Burst away, being proved wrong is to be educated as they say. I hadn't heard about that, I think there'll be a few on here deeply upset at that news. At least one unnamed individual will be screaming "bloody murder" about it.
There's some criticism of it from a commercial viewpoint, ie. no-one wants it. You really don't know unless you try it. Ticking along producing endless radio panel games for the last 40 years might seem like a good plan if you follow that line of thinking.. oh...
Every specs-requiring 3D TV we've seen of late uses polarising lenses, not red and green ones, but that's what Sky said they were using.
Won't it be fun if they launch a 3D TV service that requires red and green glasses than none of the available tellies can use? He-He.
FWIW, Reg Hardware remains entirely unconvinced there's any benefit to having 3D TV, for all the (two) cool 3D Imax movies we've seen. We do like Imax. We think it'll go the way of the 'interactive movie'.
Are we right or wrong? What do you think?
>but that's what Sky said they were using.
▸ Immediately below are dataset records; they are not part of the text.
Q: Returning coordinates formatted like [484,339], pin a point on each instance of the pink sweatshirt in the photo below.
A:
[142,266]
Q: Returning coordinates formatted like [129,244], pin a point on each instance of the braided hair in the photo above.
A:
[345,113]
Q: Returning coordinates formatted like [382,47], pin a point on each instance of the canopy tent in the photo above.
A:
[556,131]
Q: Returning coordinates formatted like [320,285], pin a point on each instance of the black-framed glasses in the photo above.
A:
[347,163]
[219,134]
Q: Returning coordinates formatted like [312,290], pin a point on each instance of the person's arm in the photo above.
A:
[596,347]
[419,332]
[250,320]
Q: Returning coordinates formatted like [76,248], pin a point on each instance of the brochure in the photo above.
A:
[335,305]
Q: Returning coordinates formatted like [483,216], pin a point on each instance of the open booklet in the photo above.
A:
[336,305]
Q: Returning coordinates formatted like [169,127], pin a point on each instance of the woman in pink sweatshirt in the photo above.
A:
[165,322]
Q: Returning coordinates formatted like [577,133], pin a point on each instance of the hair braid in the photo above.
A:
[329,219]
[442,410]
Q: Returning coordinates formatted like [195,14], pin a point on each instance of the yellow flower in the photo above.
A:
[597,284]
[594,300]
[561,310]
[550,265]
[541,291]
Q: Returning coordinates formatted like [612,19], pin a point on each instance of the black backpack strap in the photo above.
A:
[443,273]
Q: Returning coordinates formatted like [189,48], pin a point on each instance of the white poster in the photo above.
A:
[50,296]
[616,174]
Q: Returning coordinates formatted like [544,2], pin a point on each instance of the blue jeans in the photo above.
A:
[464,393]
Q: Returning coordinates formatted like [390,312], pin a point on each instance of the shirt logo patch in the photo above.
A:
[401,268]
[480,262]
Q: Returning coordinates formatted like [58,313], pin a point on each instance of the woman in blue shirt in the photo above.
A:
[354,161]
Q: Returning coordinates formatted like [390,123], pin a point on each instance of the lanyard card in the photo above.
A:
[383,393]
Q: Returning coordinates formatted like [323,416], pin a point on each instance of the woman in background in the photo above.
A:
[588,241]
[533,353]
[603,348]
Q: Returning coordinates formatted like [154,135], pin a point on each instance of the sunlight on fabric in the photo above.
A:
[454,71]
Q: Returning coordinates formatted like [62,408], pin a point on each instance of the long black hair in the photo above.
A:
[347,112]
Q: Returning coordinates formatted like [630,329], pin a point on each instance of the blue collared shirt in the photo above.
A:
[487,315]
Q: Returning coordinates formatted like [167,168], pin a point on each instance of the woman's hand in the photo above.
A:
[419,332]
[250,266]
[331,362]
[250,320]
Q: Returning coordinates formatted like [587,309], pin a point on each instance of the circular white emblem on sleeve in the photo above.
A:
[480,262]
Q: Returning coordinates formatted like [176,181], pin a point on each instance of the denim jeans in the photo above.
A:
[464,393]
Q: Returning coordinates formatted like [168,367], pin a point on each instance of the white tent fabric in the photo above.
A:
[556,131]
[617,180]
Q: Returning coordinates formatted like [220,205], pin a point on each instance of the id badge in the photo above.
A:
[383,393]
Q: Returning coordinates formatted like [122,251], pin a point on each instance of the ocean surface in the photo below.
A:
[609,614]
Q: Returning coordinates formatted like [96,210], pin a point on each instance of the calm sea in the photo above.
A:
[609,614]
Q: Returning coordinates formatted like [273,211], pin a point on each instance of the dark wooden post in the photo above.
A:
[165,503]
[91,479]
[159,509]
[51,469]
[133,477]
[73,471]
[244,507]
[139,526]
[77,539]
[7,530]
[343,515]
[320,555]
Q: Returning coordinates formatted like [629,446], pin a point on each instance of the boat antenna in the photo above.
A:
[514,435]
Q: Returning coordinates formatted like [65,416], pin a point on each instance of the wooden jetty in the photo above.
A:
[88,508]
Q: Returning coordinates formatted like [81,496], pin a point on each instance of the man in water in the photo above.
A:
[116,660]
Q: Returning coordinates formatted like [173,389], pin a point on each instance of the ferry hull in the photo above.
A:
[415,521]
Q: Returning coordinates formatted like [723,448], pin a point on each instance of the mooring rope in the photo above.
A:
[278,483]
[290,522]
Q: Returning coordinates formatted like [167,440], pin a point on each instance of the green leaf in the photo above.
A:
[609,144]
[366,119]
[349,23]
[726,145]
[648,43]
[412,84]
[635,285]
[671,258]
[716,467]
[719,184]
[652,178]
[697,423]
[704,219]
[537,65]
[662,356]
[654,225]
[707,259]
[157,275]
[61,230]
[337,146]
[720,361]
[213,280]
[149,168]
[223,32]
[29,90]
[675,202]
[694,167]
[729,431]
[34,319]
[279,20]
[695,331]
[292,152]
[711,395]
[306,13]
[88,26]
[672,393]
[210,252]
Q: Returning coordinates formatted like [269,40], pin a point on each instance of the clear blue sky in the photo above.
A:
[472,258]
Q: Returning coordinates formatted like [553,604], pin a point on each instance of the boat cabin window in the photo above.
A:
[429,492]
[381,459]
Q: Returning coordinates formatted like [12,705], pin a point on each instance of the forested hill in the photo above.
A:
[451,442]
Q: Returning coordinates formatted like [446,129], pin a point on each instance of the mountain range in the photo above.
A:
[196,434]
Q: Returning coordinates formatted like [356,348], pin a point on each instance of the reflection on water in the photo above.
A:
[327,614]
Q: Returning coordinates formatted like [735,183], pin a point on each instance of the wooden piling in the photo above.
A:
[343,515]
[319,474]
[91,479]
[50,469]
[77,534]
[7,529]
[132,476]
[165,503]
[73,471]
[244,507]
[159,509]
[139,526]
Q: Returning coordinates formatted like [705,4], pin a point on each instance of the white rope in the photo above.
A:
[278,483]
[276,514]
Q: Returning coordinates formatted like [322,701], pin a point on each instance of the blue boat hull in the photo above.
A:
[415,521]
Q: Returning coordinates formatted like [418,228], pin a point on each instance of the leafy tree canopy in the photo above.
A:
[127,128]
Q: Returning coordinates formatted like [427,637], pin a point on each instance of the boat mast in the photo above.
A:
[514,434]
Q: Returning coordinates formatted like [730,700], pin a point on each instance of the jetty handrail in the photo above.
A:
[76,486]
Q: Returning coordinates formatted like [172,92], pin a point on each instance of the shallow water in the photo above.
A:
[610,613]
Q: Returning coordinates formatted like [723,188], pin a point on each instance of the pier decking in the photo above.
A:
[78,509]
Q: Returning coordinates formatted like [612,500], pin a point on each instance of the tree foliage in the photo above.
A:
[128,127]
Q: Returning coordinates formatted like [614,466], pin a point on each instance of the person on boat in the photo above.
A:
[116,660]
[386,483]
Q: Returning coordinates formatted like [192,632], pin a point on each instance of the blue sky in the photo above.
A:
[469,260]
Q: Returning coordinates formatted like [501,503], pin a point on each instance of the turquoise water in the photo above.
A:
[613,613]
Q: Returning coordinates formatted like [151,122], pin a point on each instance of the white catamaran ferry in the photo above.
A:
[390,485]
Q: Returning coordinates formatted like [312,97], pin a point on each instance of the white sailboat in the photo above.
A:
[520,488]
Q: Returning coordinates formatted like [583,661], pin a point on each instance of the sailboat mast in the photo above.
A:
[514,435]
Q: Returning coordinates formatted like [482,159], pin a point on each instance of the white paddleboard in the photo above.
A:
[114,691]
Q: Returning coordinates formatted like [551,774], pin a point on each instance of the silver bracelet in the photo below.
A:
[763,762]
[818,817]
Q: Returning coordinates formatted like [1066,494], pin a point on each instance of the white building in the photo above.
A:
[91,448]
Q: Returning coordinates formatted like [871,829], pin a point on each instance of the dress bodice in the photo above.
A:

Well, if that's what they said I guess that's what you have to report.
My apologies for the suggestion that you just tacked it on for effect.
>Won't it be fun if they launch a 3D TV service that requires red and green glasses
>than none of the available tellies can use? He-He.
But any telly can display the red and green pictures.
What would the special hardware do?
>entirely unconvinced there's any benefit to having 3D TV
Ditto, but then I'm unconvinced about HD as well, yet they're all going a bundle on it.
It has been possible for years to send a depth channel plus normal 2D video and render with a variety of formats at the receiving end. Overhead was less than 10% of the video track and is probably much better now. That ability is also a nice side-effect of one of the better technologies for processing 2D footage into 3D.